# Juno 65 Rides bonus



## _McUber_ (Jul 27, 2016)

*Has anyone here ever completed the 65 rides bonus for Juno Monday to Friday? *I simply find it not doable. Any insight?


----------



## Shangsta (Aug 15, 2016)

Cheap pax use Uber more than Juno.


----------



## Rick N. (Mar 2, 2016)

Not enough time to do that many rides on Juno.


----------



## LevittownPa (Nov 15, 2016)

Juno not here in Philly yet, when it does come I imagine will be slow to catch on. I'm curious about how well they advertise, signing bonus, pax cost compared to uber/Lyft etc


----------



## _McUber_ (Jul 27, 2016)

Rick N. said:


> Not enough time to do that many rides on Juno.

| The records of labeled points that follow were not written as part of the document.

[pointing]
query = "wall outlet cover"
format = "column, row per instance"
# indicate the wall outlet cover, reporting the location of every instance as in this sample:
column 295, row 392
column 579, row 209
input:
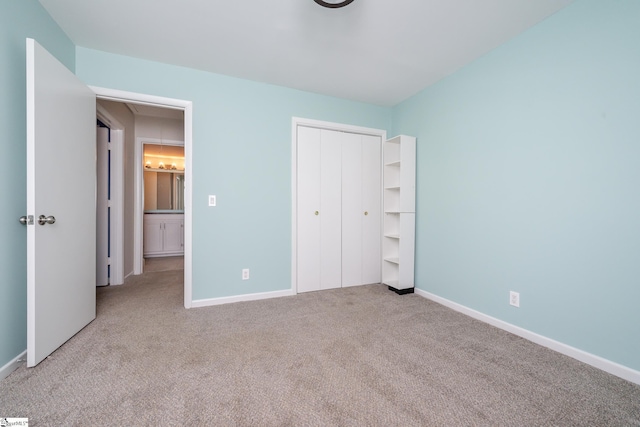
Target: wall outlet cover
column 514, row 299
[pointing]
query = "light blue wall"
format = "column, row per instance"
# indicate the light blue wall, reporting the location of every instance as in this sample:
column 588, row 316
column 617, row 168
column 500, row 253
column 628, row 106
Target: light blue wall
column 242, row 154
column 19, row 19
column 529, row 177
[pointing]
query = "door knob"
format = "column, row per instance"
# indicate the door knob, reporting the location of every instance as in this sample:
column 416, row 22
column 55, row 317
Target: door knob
column 42, row 220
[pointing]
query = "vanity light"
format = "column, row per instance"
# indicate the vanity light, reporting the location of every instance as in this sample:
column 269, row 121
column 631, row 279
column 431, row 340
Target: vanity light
column 333, row 4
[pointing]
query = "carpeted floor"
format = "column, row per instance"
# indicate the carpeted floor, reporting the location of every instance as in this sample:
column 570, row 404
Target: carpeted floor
column 354, row 356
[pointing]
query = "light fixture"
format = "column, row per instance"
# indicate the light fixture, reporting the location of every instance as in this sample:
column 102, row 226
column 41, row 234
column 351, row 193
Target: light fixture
column 333, row 4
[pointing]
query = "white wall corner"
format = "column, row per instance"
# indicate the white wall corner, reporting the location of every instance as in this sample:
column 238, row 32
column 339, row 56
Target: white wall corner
column 13, row 365
column 613, row 368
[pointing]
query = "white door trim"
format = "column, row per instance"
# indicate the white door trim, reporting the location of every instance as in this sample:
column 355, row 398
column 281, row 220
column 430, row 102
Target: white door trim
column 295, row 122
column 117, row 194
column 187, row 107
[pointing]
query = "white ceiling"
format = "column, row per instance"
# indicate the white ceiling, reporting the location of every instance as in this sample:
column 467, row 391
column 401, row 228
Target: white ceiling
column 375, row 51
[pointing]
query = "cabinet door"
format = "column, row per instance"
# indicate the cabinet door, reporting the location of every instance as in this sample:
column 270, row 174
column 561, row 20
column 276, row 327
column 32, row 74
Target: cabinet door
column 173, row 232
column 152, row 236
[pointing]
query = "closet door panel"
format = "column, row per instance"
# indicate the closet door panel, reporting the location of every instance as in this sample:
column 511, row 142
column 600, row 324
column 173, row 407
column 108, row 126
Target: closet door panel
column 330, row 209
column 352, row 213
column 372, row 205
column 308, row 195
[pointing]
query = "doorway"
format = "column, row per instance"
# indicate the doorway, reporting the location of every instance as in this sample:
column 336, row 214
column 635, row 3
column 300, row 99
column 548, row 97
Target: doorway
column 138, row 211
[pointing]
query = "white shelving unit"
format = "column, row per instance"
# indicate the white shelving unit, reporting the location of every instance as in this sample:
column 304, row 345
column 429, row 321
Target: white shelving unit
column 398, row 242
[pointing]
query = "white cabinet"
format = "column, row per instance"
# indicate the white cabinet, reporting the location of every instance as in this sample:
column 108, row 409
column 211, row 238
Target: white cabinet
column 338, row 209
column 398, row 242
column 163, row 235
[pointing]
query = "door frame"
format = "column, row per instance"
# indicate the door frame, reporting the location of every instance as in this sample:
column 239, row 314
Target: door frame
column 138, row 210
column 187, row 107
column 340, row 127
column 116, row 237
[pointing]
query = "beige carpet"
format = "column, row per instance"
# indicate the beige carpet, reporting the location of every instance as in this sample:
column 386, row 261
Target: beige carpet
column 355, row 356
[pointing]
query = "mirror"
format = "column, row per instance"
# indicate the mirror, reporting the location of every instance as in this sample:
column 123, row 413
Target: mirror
column 163, row 191
column 163, row 178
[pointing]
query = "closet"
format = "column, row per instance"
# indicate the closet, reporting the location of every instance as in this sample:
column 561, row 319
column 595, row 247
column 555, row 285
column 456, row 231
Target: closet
column 338, row 209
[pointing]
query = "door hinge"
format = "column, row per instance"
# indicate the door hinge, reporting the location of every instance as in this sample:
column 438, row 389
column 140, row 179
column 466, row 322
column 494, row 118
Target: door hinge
column 26, row 220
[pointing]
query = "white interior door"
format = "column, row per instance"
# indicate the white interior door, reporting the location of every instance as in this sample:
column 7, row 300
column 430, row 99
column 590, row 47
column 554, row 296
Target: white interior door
column 102, row 207
column 330, row 209
column 352, row 209
column 61, row 183
column 319, row 211
column 372, row 207
column 308, row 209
column 361, row 209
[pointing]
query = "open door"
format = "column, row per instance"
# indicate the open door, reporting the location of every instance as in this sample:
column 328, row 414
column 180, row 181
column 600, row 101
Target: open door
column 61, row 204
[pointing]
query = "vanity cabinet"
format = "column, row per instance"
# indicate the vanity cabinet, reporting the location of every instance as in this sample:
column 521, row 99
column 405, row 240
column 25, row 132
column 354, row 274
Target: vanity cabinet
column 163, row 235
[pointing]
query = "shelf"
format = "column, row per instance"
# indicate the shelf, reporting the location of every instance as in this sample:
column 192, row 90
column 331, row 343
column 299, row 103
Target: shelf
column 398, row 244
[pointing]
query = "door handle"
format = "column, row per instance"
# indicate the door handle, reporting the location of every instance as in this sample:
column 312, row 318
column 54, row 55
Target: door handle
column 42, row 220
column 26, row 220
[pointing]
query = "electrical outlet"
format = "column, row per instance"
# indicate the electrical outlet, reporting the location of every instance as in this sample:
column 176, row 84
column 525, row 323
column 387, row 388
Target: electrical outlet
column 514, row 299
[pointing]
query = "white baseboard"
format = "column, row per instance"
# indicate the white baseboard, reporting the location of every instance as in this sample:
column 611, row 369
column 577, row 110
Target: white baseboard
column 12, row 365
column 239, row 298
column 588, row 358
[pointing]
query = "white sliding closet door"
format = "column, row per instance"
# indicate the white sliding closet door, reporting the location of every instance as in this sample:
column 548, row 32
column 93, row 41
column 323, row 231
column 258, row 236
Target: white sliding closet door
column 372, row 207
column 319, row 210
column 360, row 209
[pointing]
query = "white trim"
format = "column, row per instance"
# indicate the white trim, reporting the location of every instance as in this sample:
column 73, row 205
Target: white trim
column 295, row 122
column 187, row 106
column 12, row 365
column 117, row 196
column 588, row 358
column 239, row 298
column 138, row 207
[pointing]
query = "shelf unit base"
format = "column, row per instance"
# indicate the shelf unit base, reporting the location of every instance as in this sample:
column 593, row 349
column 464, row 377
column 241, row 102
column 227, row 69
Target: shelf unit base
column 401, row 291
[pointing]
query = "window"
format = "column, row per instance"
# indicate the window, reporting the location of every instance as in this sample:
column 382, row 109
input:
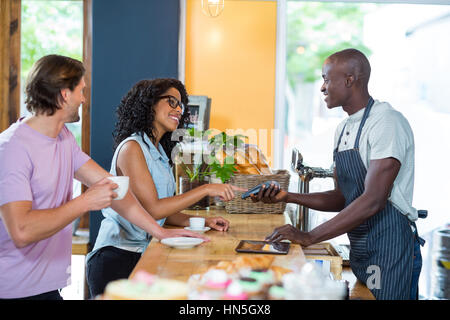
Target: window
column 51, row 27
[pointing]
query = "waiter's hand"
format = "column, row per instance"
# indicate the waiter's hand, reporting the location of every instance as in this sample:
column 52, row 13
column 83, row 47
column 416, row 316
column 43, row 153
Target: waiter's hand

That's what I know from my own experience. Stretching the number to 65 has a different motive. I tested going more than hour waiting for a request. Another waste of time distraction. Impossible I say to complete 65 trips in the allotted time. Companies who have access to real time data can play all kind of tricks. There MUST be a regulation over every company which collects data on its workforce.


----------



## steveK2016 (Jul 31, 2016)

_McUber_ said:


> That's what I know from my own experience. Stretching the number to 65 has a different motive. I tested going more than hour waiting for a request. Another waste of time distraction. Impossible I say to complete 65 trips in the allotted time. Companies who have access to real time data can play all kind of tricks. There MUST be a regulation over every company which collects data on its workforce.


Of course they want to make it difficult, if every driver got paid the bonus, they'd be losing $2 *B*illion a year like Uber is...


----------



## LevittownPa (Nov 15, 2016)

They are hoping to keep drivers on their app and off the more popular U/L no doubt. What kind of signing bonus did they give?


----------